Anteriormente, o Governo do Ruanda havia anunciado a redução da pena de 25 anos de prisão do opositor.
Após a sua libertação, o homem de 68 anos foi entregue ao embaixador do Qatar em Kigali.
"Estamos satisfeitos por ouvir as notícias sobre a libertação de Paul. A família tem esperança de se reunir com ele em breve", disse a família Rusesabagina numa declaração.
Quem é Paul Rusesabagina?
Durante o genocídio de 1994, no Ruanda, cerca de 800.000 pessoas, na sua maioria da minoria Tutsi, foram mortas pela maioria étnica Hutu.

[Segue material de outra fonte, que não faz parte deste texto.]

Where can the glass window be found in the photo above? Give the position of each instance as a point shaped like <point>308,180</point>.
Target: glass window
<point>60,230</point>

Rusesabagina era o gerente de um hotel na capital, Kigali, na altura em que a violência eclodiu. É-lhe creditada a ajuda para salvar as vidas de pelo menos 1.200 pessoas, abrigando-as no hotel.
O filme "Hotel Ruanda", nomeado com um Óscar em 2004, que protagoniza o ator americano Don Cheadle, foi inspirado na história de Rusesabagina.
Paul Rusesabagina deixou o Ruanda em 1996, mudando-se primeiro para a Bélgica e depois para os Estados Unidos.
Após a chegada ao poder do Presidente ruandês Paul Kagame, em 2000, Rusesabagina tornou-se um crítico veemente do Governo, apontando particularmente para alegadas violações dos direitos humanos. O Governo, no entanto, nega qualquer ato ilícito.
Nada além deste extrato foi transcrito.